I also wrote some some code for testing with an Arduino Uno hooked to the inputs of the DSKY substitute. This will let me try out the various caution and warning signals, flash the Verb and Noun displays, turn on the Computer Activity and put various digits on signs on the Register 1, Register 2, Register 3 Verb, Noun and Program display sections.

This is more complex than it seems, since the way that the DSKY is commanded is to have a four bit code that specifies a relay bank, consisting of 11 relays per bank, that usually control two digits of the display and in some cases the sign. Thus if I have a command to change one digit on the DSKY, I have to have remembered the state of the other digit and the sign so I can insert my one digit without changing the other items controlled by that register bank.

I got a new supply of breadboard PCBs - cards that reproduce the pin holes and connections of a traditional breadboard - that I can solder connections rather than have wire ends or pins which could come loose. I soldered some of those onto various components.

Another supply of perfboard PCBs arrived, which will hold the input interface circuits that accept the 28V logic levels from the AGC, compatibly, but output a 5V logic level for the Arduino. When the DSKY pulls the line down to 0V, this circuit produces a logic 1 to the Arduino. There are six input circuits per interface card and I need 23 of them to handle all the signals coming to my DSKY.

The output interface boards are much simpler, since they are simply a pair of resistors that are hooked to relays and switch the line to ground or let if float. I built one of these as well as one of the interface boards, giving me 9 usable output circuits and 4 usable input circuits.

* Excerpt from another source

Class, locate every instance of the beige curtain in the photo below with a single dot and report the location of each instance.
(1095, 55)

I tested the input and output boards using bench power supplies and my voltmeter. Supplying 28V to a relay and to the input boards, driving the relay board with 5V and switching 0V to the relay board input caused the relay to turn on and off, delivering 28V to the output circuit as expected. I then tested the input circuit, pulling the input to 0V and yielding 5V to my controller or leaving the input at 28V to output 0V. to the controller This is exactly what i need to use with the Arduino. They worked perfectly.

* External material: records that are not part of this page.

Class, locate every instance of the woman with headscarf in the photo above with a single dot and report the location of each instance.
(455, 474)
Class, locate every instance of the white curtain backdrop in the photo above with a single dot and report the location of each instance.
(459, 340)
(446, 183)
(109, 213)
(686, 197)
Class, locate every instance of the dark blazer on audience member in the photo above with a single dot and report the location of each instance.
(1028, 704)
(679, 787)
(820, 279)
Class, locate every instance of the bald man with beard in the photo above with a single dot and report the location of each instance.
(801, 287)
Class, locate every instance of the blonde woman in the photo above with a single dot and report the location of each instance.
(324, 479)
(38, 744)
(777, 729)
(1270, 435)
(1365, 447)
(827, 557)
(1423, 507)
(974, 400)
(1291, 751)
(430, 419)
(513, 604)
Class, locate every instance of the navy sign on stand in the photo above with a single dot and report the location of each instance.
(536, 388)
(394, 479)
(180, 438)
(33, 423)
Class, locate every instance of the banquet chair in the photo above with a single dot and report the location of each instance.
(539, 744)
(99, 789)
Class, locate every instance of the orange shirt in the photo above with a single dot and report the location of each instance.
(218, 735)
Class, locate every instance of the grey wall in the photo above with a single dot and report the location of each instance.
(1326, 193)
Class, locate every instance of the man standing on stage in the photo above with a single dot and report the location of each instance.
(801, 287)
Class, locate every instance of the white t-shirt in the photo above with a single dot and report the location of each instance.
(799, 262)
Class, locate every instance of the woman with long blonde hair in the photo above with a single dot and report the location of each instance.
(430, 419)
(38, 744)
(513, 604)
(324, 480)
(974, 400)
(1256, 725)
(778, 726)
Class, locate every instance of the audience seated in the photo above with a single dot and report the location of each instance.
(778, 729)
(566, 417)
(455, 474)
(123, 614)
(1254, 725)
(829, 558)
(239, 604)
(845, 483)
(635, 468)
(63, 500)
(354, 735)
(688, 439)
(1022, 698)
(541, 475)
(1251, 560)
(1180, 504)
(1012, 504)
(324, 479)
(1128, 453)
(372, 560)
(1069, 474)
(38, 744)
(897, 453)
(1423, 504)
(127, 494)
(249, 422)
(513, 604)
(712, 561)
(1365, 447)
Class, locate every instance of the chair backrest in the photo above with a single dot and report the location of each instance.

To wire up the Arduino Mega 2560 to the DSKY substitute, I made use of a prototyping shield that allows me to solder wires to the shield and simply plug the shield into the Arduino to complete the connections.

Overall I need to build boards sufficient to support the 23 input and 8 output lines that connect to the AGC. One of the output boards handles what I need but it will take 6 input boards with four circuits apiece to cover the 23 incoming lines. The remainder of the components needed to build all six boards are arriving tonight but I built what I could.

I discovered some code flaw in my keyboard scanning routine, such that once it registers one keypress it will no longer register additional ones until the Arduino is rebooted. I can see the PRO and RSET keys are detected, since these also send discrete signals in addition to the RSET keycode, but I only get one keycode emission until the microcontroller is rebooted.